In UIP the capillarization was sparse within the newly formed intraluminal connective tissue, but pronounced in the areas of mural incorporating fibrosis, showing delayed capillarization at the primary site of the injury. Also, the apoptotic activity of the newly formed intraluminal connective tissue was lower in UIP than in BOOP, and the apoptotic activity can even be lower than in normal lung interstitium. Despite the synthesis of laminin-5 γ 2 chain, the re-epithelialization seems to be disturbed or delayed in UIP. The extent of re-epithelialization of the newly formed connective tissue was lower in UIP when compared to BOOP, and there was both morphological and structural abnormality of regenerating epithelial cells in UIP.

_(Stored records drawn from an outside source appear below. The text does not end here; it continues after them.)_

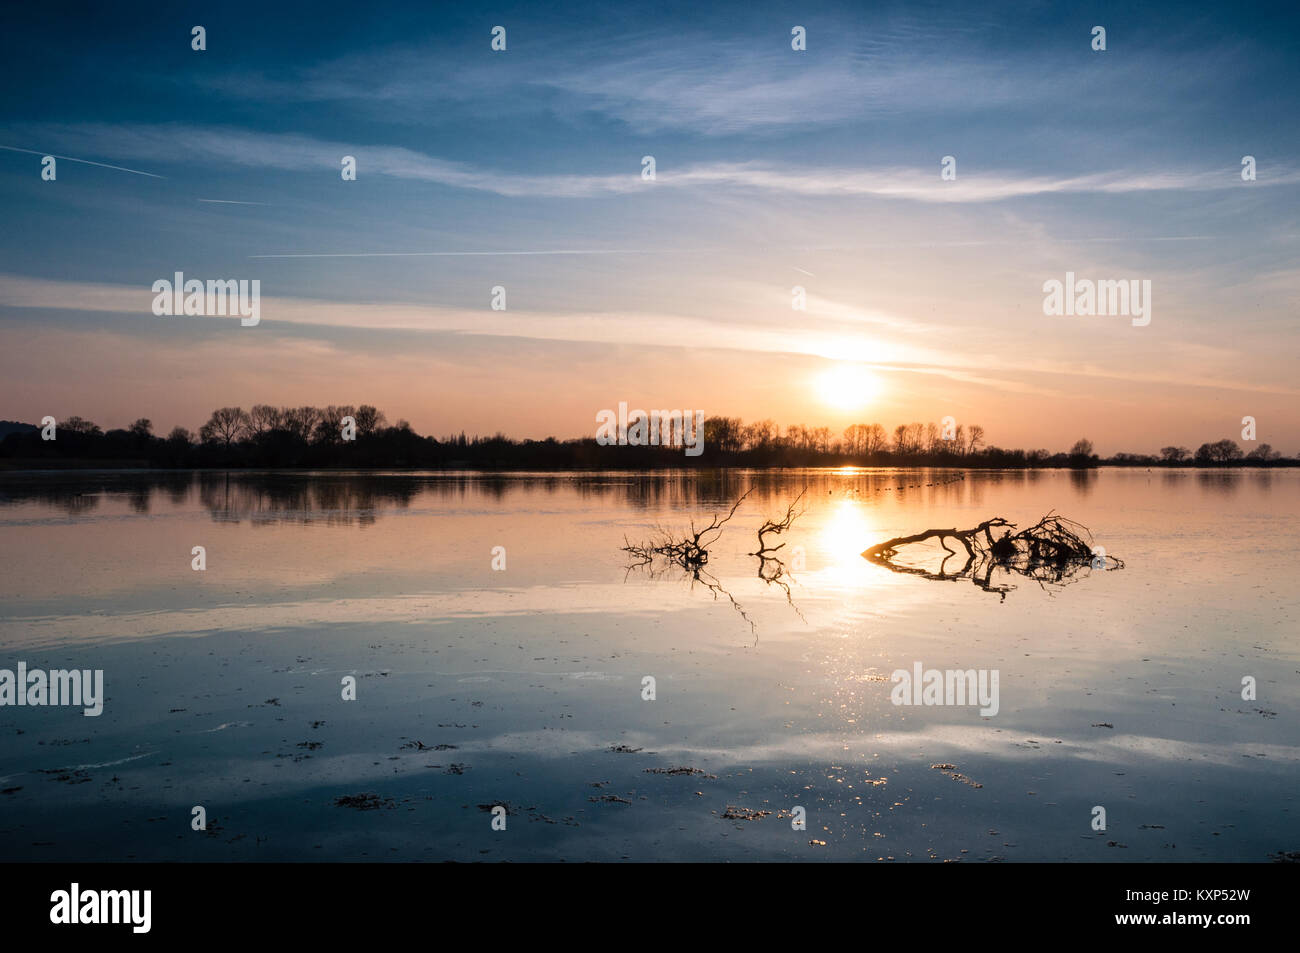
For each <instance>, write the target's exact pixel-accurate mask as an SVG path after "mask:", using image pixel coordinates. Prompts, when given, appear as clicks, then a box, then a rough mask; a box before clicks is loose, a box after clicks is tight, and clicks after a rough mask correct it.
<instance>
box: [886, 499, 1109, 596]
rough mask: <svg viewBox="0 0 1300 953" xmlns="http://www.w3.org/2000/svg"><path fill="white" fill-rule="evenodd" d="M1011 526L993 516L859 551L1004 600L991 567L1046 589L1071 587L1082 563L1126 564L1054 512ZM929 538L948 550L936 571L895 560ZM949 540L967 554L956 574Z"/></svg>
mask: <svg viewBox="0 0 1300 953" xmlns="http://www.w3.org/2000/svg"><path fill="white" fill-rule="evenodd" d="M1004 528H1005V529H1004ZM1015 528H1017V527H1015V524H1014V523H1009V521H1008V520H1005V519H1002V517H1001V516H995V517H993V519H991V520H985V521H983V523H980V524H979V525H978V527H974V528H972V529H956V528H954V529H927V530H926V532H923V533H915V534H913V536H900V537H896V538H893V540H885V541H884V542H881V543H878V545H875V546H872V547H871V549H868V550H866V551H865V553H863V554H862V555H863V556H865V558H866V559H868V560H871V562H872V563H876V564H878V566H884V567H885V568H888V569H892V571H893V572H907V573H913V575H917V576H922V577H924V579H932V580H941V581H956V580H959V579H969V580H970V581H972V582H974V584H975V585H978V586H979V588H980V589H984V590H985V592H992V593H1001V595H1002V598H1004V599H1005V598H1006V593H1008V592H1010V590H1011V589H1014V586H1009V585H996V584H993V581H992V577H993V569H995V568H1002V569H1006V571H1008V572H1015V573H1019V575H1022V576H1027V577H1030V579H1032V580H1034V581H1036V582H1037V584H1039V585H1040V586H1043V588H1048V586H1049V585H1069V584H1070V582H1071V581H1075V576H1076V575H1078V573H1079V571H1080V569H1083V568H1086V567H1091V568H1093V569H1106V571H1110V569H1122V568H1123V566H1125V563H1123V560H1122V559H1117V558H1114V556H1108V555H1106V554H1105V551H1104V550H1099V549H1097V547H1095V546H1093V543H1092V532H1091V530H1089V529H1088V528H1087V527H1086V525H1083V524H1082V523H1075V521H1074V520H1067V519H1065V517H1063V516H1058V515H1056V514H1054V512H1049V514H1048V515H1047V516H1044V517H1043V519H1041V520H1039V521H1037V523H1035V524H1034V525H1032V527H1028V528H1026V529H1022V530H1019V532H1017V533H1013V532H1011V530H1013V529H1015ZM993 529H1002V534H1001V536H1000V537H997V538H993ZM928 540H936V541H937V542H939V545H940V546H941V547H943V549H944V551H945V553H946V554H948V555H946V556H944V559H943V560H941V562H940V566H939V571H937V572H936V571H932V569H924V568H920V567H915V566H902V564H898V563H896V562H894V559H896V556H897V555H898V550H900V549H901V547H904V546H910V545H913V543H918V542H926V541H928ZM949 541H952V542H954V543H959V545H961V547H962V549H963V550H965V553H966V559H965V562H963V563H962V567H961V568H959V569H957V571H956V572H949V571H948V562H949V560H950V559H952V558H953V556H956V555H958V550H957V549H954V547H950V546H949V545H948V542H949Z"/></svg>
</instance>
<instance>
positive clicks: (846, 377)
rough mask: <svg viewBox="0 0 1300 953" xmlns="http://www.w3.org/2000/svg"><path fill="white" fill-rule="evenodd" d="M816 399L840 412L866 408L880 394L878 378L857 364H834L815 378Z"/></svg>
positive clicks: (871, 372) (865, 368) (826, 369)
mask: <svg viewBox="0 0 1300 953" xmlns="http://www.w3.org/2000/svg"><path fill="white" fill-rule="evenodd" d="M816 390H818V397H819V398H820V399H822V402H823V403H827V404H829V406H831V407H835V408H837V410H841V411H855V410H859V408H862V407H866V406H867V404H870V403H871V402H872V400H875V399H876V397H879V394H880V378H879V377H876V374H874V373H872V372H871V371H867V369H866V368H863V367H861V365H858V364H835V365H833V367H831V368H827V369H826V371H823V372H822V373H820V374H819V376H818V378H816Z"/></svg>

Based on these findings it seems evident that in BOOP, an efficient repair process takes place after lung injury, while in UIP, the repair process is disturbed or delayed. Thus, the results of the present study support the new concept of abnormal healing of lung injury as an important part of the pathogenesis of UIP. However, the pathogenesis of pulmonary fibrosis is most complex with multiple interactions between different cell types and signaling molecules, and more knowledge is needed about pathogenetic factors leading to the exaggerated fibroproliferative response in UIP. Understanding the pathogenesis of pulmonary fibrosis is essential for the development of new therapeutic strategies against UIP.